- 3 stalks McCormick® Gourmet Collection® Lemon Grass
- 3 cups hot water
- 1/2 cup dry white wine
- 1 1/2 teaspoons McCormick® Gourmet Collection® Garlic Salt
- 1 teaspoon McCormick® Gourmet Collection® Szechwan Seasoning
- 1 pound shrimp, peeled and deveined
- 2 tablespoons cornstarch mixed with 2 tablespoons water
- 6 ounces angel hair pasta or Chinese (ramen) noodles
- 4 cups torn fresh spinach leaves
- 1/4 cup salted cashews
- Place lemon grass and water in 1-quart glass measure; cover and heat in microwave on HIGH 5 minutes; cool. Remove lemon grass to cutting board. Reserve liquid. Slice lengthwise then finely chop. Return lemon grass to water. (This can be done ahead for flavor to develop.)
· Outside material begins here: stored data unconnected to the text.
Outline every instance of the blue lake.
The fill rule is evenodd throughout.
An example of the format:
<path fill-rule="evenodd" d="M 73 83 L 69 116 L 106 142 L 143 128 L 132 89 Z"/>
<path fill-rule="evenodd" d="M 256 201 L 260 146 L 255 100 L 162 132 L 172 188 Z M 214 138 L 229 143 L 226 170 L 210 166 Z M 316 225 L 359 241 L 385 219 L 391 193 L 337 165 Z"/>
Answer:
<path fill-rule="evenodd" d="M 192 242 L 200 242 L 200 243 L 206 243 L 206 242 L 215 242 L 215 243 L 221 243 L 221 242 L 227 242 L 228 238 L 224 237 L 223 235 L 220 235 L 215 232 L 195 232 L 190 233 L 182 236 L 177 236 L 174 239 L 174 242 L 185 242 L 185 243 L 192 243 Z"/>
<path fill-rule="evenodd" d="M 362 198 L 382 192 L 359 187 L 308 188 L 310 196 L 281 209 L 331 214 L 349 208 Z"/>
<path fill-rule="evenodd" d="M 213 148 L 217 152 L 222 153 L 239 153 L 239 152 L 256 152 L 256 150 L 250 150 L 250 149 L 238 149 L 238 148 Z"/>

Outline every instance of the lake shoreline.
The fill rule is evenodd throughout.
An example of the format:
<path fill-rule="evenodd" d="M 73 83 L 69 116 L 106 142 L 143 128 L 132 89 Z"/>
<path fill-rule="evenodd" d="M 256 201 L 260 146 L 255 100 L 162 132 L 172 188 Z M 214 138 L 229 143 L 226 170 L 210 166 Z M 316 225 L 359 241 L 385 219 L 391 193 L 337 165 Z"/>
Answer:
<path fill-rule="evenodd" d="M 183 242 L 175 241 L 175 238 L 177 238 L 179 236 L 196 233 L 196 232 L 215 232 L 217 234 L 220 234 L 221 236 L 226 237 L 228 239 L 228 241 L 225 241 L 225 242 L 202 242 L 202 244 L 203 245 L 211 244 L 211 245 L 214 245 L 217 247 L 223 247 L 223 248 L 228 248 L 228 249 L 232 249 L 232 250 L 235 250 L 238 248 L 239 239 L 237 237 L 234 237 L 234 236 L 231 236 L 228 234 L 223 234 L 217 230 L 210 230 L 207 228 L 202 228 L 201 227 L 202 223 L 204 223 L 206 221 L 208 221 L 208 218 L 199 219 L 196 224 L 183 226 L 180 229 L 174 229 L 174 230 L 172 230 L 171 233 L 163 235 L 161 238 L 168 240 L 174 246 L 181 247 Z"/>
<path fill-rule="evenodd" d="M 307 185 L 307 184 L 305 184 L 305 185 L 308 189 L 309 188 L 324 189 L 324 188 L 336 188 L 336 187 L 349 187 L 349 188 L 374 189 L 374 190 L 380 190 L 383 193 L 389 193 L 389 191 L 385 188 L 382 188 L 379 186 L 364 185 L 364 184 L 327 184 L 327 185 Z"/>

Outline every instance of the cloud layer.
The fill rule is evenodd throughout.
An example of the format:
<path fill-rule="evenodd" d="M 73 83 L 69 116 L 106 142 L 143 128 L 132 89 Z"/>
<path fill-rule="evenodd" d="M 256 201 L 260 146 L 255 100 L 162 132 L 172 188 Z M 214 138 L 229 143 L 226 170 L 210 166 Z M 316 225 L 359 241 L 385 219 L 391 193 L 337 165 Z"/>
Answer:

- Combine lemon grass and water, wine, garlic salt and Szechwan seasoning in large skillet and bring to a boil. Stir in shrimp and cornstarch mixture. Cook and stir until shrimp turn pink and mixture thickens, 3-4 minutes.
- Meanwhile, cook pasta in boiling salted water 3-4 minutes in large saucepan. Drain and rinse pasta. Coat saucepan with nonstick cooking spray; return pasta to saucepan. Add spinach and shrimp mixture; toss. Garnish with cashews. Serve in bowls.
- May substitute 1 teaspoon ground ginger and 1/4 teaspoon red pepper flakes for Szechwan seasoning.